Accused Boston Marathon bomber Dzhokhar Tsarnaev is asking a federal judge to clamp down on “self-appointed supporters” protesting on his behalf outside a Boston courthouse, arguing that their “inflammatory accusations” could hurt his right to a fair trial.

In a court filing Monday, Tsarnaev’s defense team sought to distance themselves from the demonstrators, arguing they could have a “deleterious and prejudicial impact” on his trial, which is set to begin Jan. 5. The supporters, his attorneys wrote, “advocate various conspiracy theories concerning the marathon bombing, including that the resulting deaths and injuries have somehow been faked as part of a government plot.”

Tsarnaev’s lawyers asked federal Judge George O’Toole, who is overseeing the case, to direct the U.S. Marshals Service to move the demonstrators away from the courthouse, because their presence implies that Tsarnaev agrees with them.

“Survivors, jurors, witnesses and members of the public must be able to attend court without being assaulted by inflammatory accusations from any source,” Tsarnaev’s attorneys wrote. “If they cannot, the fairness of the defendant’s trial is likely to be gravely harmed, in part because of the natural but false inference that the defendant and his counsel agree with the outrageous conspiracy theories that are being so vociferously advanced by demonstrators claiming to be the defendant’s ‘supporters.’”

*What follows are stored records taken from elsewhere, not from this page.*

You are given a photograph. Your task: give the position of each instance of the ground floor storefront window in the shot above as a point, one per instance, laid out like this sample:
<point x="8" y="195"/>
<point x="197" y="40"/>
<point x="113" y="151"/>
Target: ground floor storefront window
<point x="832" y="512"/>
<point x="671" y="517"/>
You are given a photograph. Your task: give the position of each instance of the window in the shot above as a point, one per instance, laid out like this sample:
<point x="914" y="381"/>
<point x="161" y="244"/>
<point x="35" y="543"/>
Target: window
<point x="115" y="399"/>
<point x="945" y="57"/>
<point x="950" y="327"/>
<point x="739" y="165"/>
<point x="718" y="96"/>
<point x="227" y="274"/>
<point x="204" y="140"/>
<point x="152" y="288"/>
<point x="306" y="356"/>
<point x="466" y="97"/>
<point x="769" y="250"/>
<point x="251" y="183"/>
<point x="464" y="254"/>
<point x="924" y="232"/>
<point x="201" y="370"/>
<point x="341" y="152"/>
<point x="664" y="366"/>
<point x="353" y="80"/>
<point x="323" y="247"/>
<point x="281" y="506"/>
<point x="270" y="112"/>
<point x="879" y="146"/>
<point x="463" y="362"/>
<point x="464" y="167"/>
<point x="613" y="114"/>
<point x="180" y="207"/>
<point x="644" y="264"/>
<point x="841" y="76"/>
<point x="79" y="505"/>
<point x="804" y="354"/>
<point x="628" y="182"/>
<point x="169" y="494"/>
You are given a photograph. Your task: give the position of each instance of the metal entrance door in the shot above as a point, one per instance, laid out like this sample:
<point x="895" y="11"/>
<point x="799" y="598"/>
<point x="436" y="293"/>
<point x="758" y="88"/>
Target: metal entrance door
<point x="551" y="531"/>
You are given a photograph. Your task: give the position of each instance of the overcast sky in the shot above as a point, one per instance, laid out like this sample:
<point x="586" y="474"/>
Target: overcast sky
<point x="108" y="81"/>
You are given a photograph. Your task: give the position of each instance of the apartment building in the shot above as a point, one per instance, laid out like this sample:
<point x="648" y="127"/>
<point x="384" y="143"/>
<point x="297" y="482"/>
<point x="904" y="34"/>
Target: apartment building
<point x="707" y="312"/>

The Tsarnaev team specifically cited a clash last week between demonstrators and bombing survivor Marc Fucarile, who lost his right leg in the attacks. Responding to a Tsarnaev supporter who claimed that the case against the accused bomber was “trickery,” Fucarile removed his prosthetic leg and waved it, commenting, “That’s trickery?”

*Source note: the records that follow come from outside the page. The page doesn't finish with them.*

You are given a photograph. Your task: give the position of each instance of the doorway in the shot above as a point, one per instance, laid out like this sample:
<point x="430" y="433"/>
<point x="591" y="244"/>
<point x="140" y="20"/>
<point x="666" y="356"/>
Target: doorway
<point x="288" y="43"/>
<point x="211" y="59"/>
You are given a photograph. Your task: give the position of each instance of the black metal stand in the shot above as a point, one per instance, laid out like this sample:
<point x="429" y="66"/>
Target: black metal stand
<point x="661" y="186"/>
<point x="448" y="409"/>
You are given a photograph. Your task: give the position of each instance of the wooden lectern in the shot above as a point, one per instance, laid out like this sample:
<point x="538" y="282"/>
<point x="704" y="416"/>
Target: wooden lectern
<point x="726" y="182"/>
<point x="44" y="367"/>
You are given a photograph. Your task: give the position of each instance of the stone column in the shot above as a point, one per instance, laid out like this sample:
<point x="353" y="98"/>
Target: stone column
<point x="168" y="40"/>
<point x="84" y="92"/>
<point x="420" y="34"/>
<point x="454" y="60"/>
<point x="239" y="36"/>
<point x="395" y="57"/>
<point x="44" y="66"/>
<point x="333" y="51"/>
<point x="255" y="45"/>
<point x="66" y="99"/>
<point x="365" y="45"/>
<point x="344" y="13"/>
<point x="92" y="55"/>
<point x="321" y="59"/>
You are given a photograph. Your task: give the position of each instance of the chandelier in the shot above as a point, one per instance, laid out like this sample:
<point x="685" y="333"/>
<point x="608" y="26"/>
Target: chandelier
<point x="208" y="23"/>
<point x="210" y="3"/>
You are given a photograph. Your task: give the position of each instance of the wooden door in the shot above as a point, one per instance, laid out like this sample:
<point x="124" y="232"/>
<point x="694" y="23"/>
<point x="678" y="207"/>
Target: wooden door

In their motion, Tsarnaev's attorneys acknowledged the protesters rights to free speech, no matter how outrageous. But they pressed for limits on the demonstrators, arguing that their continuing presence in the immediate vicinity of the courthouse entryways ... poses a grave threat to Tsarnaevs right to a fair trial.

“The defendant and his attorneys are powerless to protect the fairness of his trial from the destructive activities of these demonstrators, the accused bomber's attorneys wrote.

Tsarnaev, 21, faces the death penalty for his role in the twin bombings near the finish line of the April 2013 Boston Marathon, which killed three people and injured nearly 300. He is also accused, along with his late brother, Tamerlan, of shooting and killing a Massachusetts Institute of Technology police officer while on the run from police. Tsarnaev has pleaded not guilty in the case.

On Monday, his attorneys also renewed their push to move Tsarnaevs trial out of Boston, arguing that their client cannot receive a fair trial in the city.